Donovan's Jack Kennedy has a familiar calm, hypnotic presence and a knockout Boston drawl that puts at least four vowels in the word "good." He measures his speech and makes up his own mind, however, even if it means going against members of his family, who obviously have a lot of input in running the country. But as Lady Bird (a superbly cast Jennifer Jason Leigh) reminds her husband, Kennedy is a man of great ideas and he earns the viewer's respect, though his relations with the outspoken Johnson are formal at best.

After helping his party win the election by a controversial squeak, Johnson finds himself isolated from decision-making by the "Harvard boys." He's allowed no scope to empower the vice president's role as he intended, and it dawns on him that RFK is being positioned to follow in his brother's footsteps, while he is politically defanged. It's sad to see him on the defensive, stripped of his barbed wit and sarcasm. All he can do is vent his frustration to his wise and strong wife in several perfectly calibrated scenes that humanize the couple without sentimentalizing them.
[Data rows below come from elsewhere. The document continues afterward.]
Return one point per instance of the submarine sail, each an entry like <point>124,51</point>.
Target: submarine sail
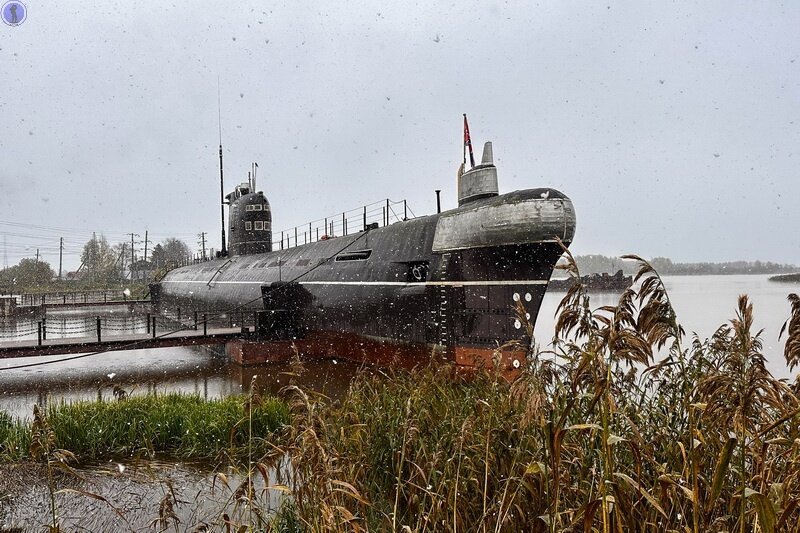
<point>447,282</point>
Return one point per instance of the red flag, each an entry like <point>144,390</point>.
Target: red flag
<point>468,143</point>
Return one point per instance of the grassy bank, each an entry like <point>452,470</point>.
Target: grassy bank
<point>181,426</point>
<point>594,436</point>
<point>626,424</point>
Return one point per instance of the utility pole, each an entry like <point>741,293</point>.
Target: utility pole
<point>132,256</point>
<point>202,243</point>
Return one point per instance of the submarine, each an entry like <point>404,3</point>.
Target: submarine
<point>450,283</point>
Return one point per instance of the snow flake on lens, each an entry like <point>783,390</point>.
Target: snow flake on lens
<point>14,13</point>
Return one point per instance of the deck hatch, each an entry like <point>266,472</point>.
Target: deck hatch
<point>355,255</point>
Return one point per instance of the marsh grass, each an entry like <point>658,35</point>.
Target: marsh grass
<point>626,425</point>
<point>178,425</point>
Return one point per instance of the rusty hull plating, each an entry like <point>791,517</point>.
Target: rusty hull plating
<point>442,284</point>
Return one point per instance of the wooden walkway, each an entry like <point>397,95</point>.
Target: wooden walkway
<point>71,345</point>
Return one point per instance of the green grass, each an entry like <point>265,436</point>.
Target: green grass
<point>181,426</point>
<point>603,434</point>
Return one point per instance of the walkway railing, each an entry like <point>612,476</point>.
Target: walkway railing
<point>377,214</point>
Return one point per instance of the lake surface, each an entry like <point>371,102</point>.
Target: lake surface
<point>702,304</point>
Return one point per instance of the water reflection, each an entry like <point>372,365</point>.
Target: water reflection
<point>702,303</point>
<point>192,370</point>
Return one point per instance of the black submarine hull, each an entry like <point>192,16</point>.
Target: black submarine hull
<point>448,282</point>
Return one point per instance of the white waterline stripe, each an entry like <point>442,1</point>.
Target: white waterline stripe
<point>377,283</point>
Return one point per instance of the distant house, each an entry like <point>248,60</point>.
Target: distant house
<point>142,270</point>
<point>76,275</point>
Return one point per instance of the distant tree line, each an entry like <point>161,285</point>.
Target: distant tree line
<point>596,263</point>
<point>102,266</point>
Harrelson is consistently entertaining in his colorful judgments and obscene analogies, delivered in his mighty native Texas accent. He and Reiner push non-P.C. freedom of speech a lot further than All the Way in strikingly similar scenes. Consider the hilarious tailor scene, in which Johnson is being fitted for pants while he shoots off orders to his aides, at the same time smoothly instructing the man with the pins to give him more crotch room.
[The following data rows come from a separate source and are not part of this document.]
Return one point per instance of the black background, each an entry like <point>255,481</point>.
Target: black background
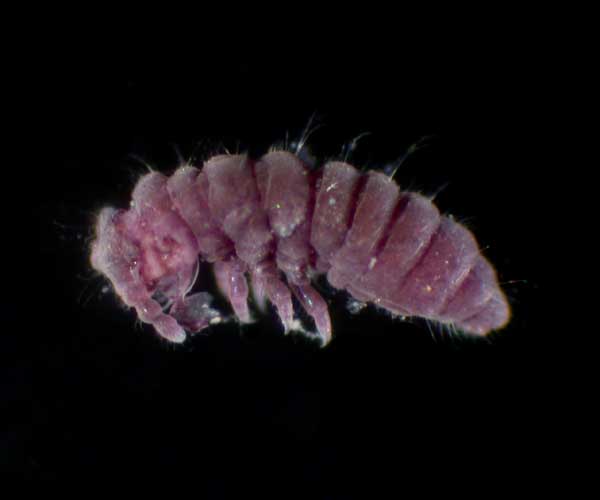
<point>387,403</point>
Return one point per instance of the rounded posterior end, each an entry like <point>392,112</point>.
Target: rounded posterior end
<point>495,315</point>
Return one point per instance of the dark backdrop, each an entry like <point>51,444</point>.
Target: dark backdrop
<point>387,403</point>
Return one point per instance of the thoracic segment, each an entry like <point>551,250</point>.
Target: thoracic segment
<point>273,218</point>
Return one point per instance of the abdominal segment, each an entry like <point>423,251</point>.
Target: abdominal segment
<point>277,222</point>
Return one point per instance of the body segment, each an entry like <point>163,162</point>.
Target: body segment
<point>280,224</point>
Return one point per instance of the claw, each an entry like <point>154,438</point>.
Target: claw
<point>232,283</point>
<point>194,312</point>
<point>316,307</point>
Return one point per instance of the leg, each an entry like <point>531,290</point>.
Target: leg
<point>232,282</point>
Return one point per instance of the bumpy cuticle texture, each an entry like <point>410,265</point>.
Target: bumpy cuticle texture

The other notable moment has him seated on the throne with the bathroom door flung wide open, haranguing his embarrassed inner circle while he unself-consciously uses the toilet paper. His outer flamboyance corresponds to inner insecurity about his popularity with the public: "Why don't they like me?" he wonders to Lady Bird. This is the man who said, "Politics isn't like war, it is war" and "You can't use nice in a knife fight."
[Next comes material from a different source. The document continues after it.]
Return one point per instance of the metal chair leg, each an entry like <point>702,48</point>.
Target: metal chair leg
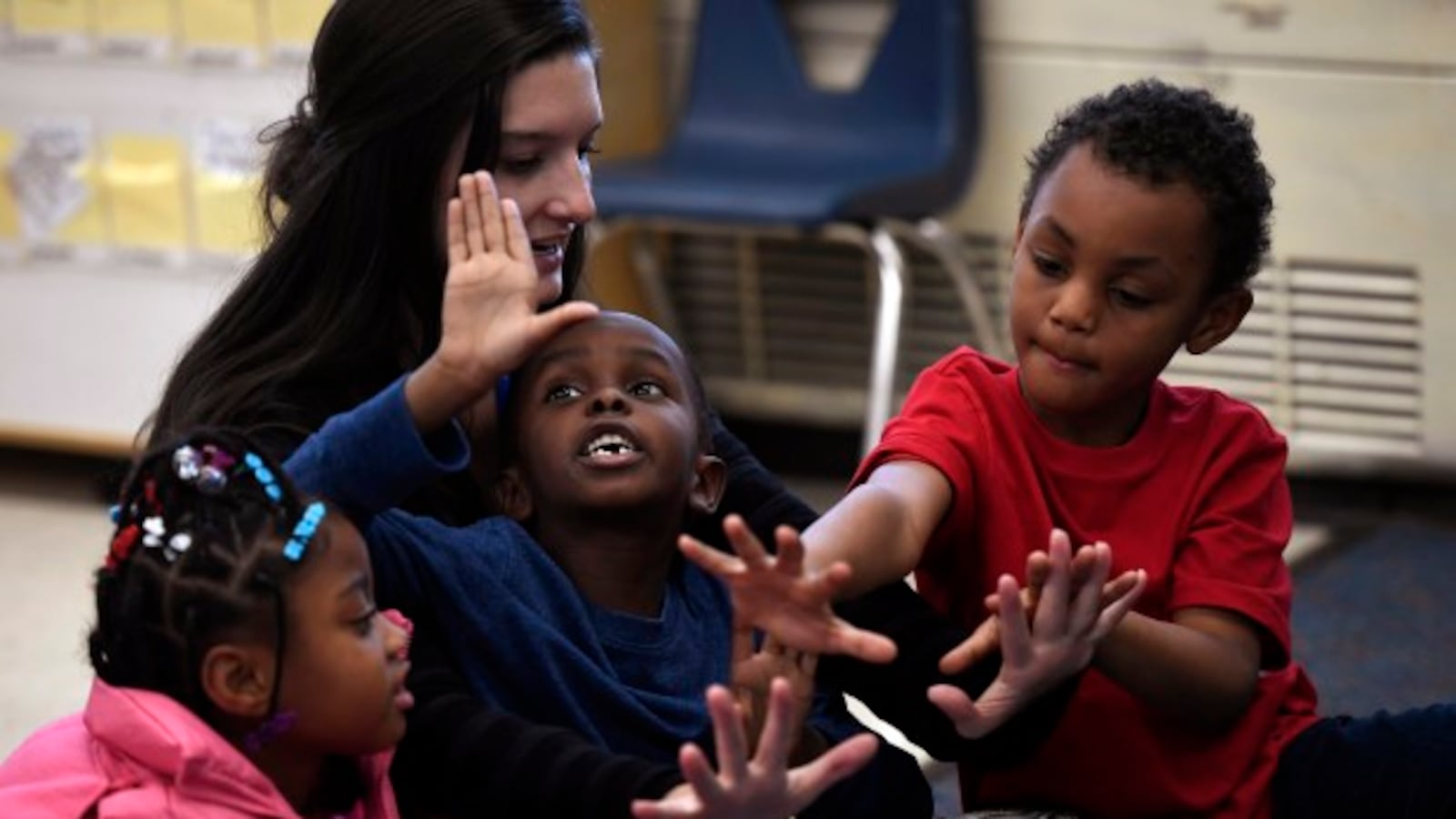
<point>934,238</point>
<point>887,334</point>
By the time the motorcade reaches its date with destiny, LBJ has reached a political nadir. Then, abruptly, Kennedy is dead and Johnson is sworn in on Air Force One beside Jackie and catapulted into the White House. He is shocked by events but ready to lead the nation. Disgusted and angry, Bobby Kennedy and many of John's circle seem determined to sabotage his presidency. How Johnson emerges from this difficult moment, using all his political savvy and unshakable will, makes engrossing political drama. It culminates in his stirring speech before the joint session of Congress, hammered out in a few days by Kennedy's gifted but reluctant speechwriter Ted Sorensen, in which he promises to implement the dead leader's "unfinished business" and embrace his legacy on civil rights and justice for the poor.

The last scenes spiral around his battle to get the Civil Rights Act through Congress and heal the rift with Richard Russell, whose power the Kennedys never seem to understand. Russell's satisfaction at America having its first Southern president in 100 years turns to chagrin when he learns his pupil intends to pursue desegregation in the South. In their final showdown during one of Lady Bird's down-home dinners, LBJ courageously calls his mentor a racist and wins a laudable moral victory. It's one of the more satisfying moments in a film more daring in its ideas than its direction.